This week, I was fortunate enough to have two different casts bring two of my plays to life. Hearing their reflections and emotional reactions to the pieces made it all worth it–and by the former “it” I mean the anxiety of being a playwright. I walk away from these readings with a greater appreciation for the stories I’m trying to tell, and a greater determination to sculpt them closer to both the dream in my head and the dream role an actor would most love to play. Actors and directors brought me these gifts, and I am grateful for them.

What I am thinking about now is how to express that gratitude.
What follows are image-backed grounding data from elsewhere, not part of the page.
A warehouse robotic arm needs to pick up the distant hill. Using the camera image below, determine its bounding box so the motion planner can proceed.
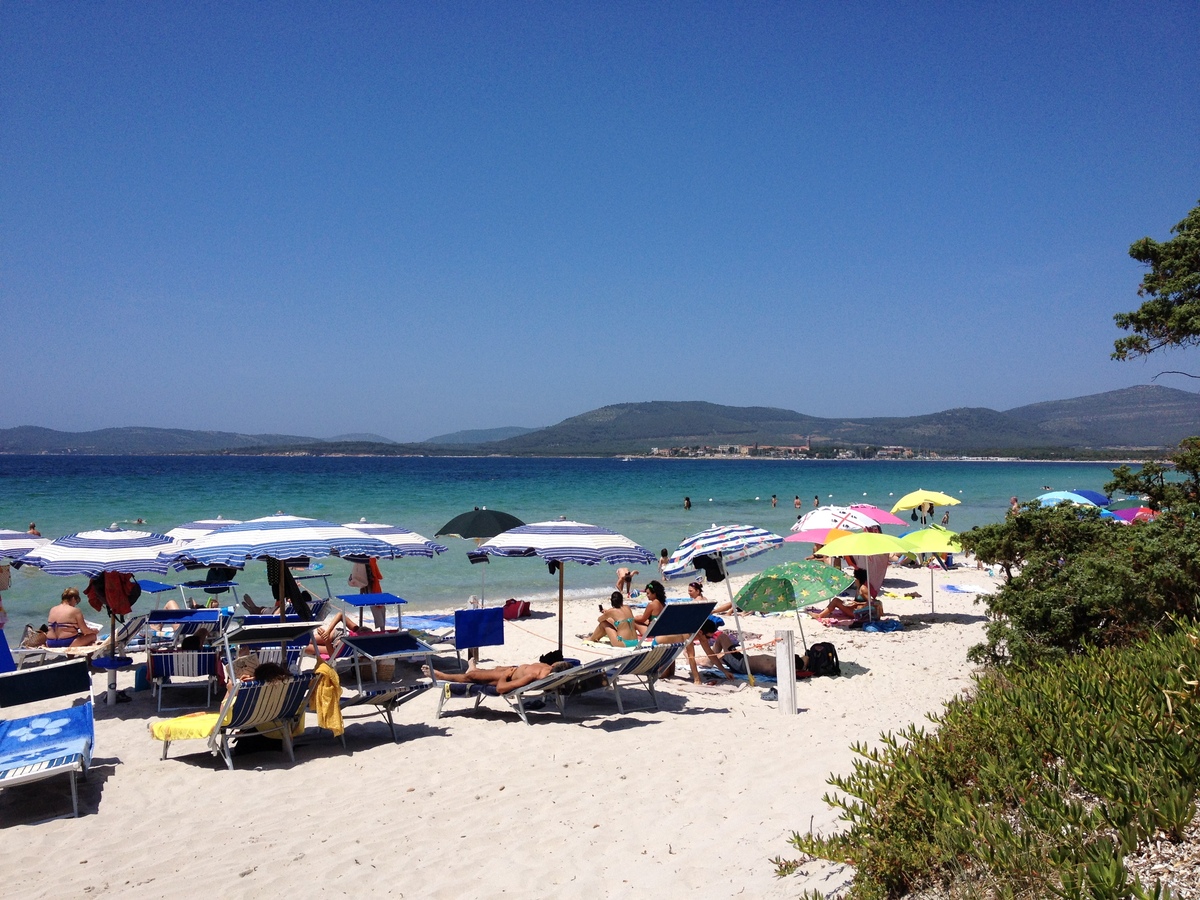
[487,385,1200,455]
[0,385,1200,456]
[325,432,396,444]
[0,425,317,456]
[421,425,538,444]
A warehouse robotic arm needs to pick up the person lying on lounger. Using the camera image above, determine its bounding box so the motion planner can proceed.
[592,590,637,647]
[306,612,372,659]
[46,588,100,647]
[816,569,883,619]
[421,660,574,694]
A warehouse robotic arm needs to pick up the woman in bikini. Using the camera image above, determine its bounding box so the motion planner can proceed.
[590,590,637,647]
[46,588,100,647]
[634,581,667,635]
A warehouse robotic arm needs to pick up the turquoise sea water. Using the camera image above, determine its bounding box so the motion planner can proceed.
[0,456,1132,640]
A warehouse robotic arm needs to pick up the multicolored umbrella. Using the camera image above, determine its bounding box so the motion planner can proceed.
[1033,491,1099,506]
[733,559,854,650]
[850,503,908,524]
[662,524,784,688]
[479,518,655,653]
[1112,506,1158,522]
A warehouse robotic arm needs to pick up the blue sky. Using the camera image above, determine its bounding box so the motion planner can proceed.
[0,2,1200,440]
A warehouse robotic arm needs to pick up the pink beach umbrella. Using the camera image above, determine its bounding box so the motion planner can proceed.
[1112,506,1158,523]
[850,503,908,526]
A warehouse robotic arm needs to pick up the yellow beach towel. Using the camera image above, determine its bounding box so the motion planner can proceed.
[150,713,221,742]
[308,660,346,738]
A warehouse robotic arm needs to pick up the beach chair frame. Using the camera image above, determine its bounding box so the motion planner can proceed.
[0,659,96,818]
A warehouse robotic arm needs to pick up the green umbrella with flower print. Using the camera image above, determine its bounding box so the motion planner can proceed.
[733,559,854,652]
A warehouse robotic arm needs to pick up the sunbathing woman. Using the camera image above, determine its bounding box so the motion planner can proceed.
[46,588,100,647]
[817,569,883,619]
[590,590,637,647]
[421,660,574,694]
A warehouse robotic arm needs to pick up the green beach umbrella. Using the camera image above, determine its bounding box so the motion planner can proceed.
[733,559,854,652]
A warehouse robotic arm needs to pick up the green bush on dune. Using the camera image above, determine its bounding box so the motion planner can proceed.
[773,630,1200,898]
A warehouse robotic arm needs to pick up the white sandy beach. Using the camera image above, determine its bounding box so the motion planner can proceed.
[0,565,996,898]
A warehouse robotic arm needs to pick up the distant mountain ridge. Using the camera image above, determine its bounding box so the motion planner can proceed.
[0,385,1200,456]
[421,425,540,444]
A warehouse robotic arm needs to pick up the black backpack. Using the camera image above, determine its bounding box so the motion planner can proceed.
[809,642,841,676]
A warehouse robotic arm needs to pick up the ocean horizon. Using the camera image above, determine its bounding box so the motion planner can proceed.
[0,455,1137,643]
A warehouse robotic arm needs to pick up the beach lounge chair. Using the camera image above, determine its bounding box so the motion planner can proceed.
[150,672,313,770]
[0,660,96,818]
[436,658,626,725]
[451,606,504,664]
[146,647,221,713]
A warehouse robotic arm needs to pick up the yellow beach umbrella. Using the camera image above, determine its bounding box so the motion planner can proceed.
[892,491,961,512]
[900,526,962,612]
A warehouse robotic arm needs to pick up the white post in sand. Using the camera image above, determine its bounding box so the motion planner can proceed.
[777,631,796,715]
[716,551,754,688]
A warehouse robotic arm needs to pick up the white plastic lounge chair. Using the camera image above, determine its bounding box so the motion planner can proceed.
[150,672,313,770]
[0,660,96,818]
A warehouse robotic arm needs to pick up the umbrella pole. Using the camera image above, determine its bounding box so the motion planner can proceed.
[716,553,754,688]
[106,607,116,707]
[558,559,566,655]
[796,606,809,656]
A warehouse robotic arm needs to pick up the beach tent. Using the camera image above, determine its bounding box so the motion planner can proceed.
[479,518,654,653]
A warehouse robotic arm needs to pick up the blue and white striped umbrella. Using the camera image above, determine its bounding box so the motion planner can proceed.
[476,520,654,653]
[167,516,241,541]
[662,524,784,578]
[662,524,784,686]
[343,518,450,558]
[164,514,401,569]
[479,520,654,565]
[0,528,50,559]
[17,524,182,577]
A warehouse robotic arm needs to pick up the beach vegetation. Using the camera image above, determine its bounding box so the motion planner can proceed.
[1112,205,1200,360]
[773,628,1200,900]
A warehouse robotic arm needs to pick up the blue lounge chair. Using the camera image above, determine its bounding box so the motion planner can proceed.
[0,660,96,818]
[150,672,313,770]
[146,647,221,713]
[436,658,625,725]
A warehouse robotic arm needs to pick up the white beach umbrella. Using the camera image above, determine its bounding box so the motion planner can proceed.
[478,520,654,653]
[792,506,878,532]
[662,524,784,688]
[18,524,181,706]
[167,516,241,541]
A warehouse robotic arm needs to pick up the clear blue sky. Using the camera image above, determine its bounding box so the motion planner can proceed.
[0,0,1200,440]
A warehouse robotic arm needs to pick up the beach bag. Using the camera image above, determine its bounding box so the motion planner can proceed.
[504,598,530,619]
[809,641,841,676]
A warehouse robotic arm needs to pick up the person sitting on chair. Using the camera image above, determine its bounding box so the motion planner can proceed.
[46,588,100,647]
[816,569,883,619]
[421,660,574,694]
[592,590,637,647]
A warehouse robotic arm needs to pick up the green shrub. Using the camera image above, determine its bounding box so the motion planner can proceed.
[774,631,1200,898]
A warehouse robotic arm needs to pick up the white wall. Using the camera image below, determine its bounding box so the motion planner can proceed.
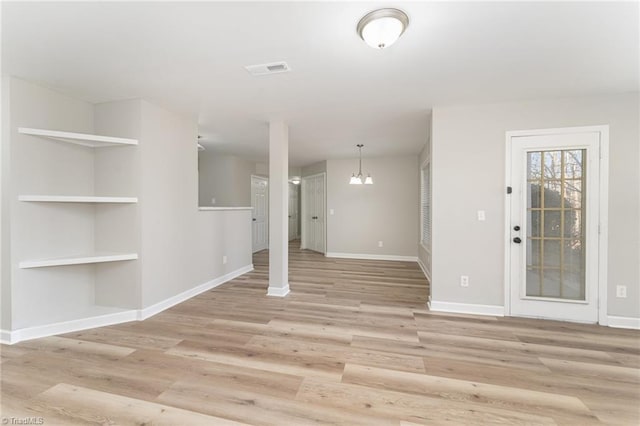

I have said “thank you” to many actors, directors, and dramaturgs, and each time meant it more than those tiny words could express. As I think about the sheer blooming weight of the gratitude I have for my fellow artists, I’m working on how to express it in meaningful ways. Facebook posts–though I love them–seem like they can easily become self-promotion even when the intention is truly gratitude. Emails have to be short to have a chance of being read. And in-person thank-yous following a reading are all caught up in audience members wanting to talk, actors checking in with each other about where they’re headed next, and just wanting to get home and sleep. And while I do all of these things, I can’t resist thinking that there is some better cosmic way to express just how thankful I am for actors, directors, and dramaturgs. For people.

For now, as I balance my constant-worry self with my joyful-creator self, I’ll settle for these small expressions and commit consciously to keeping this gratitude with me as the days and weeks go by. Thank you, fellow creators. You are beautiful.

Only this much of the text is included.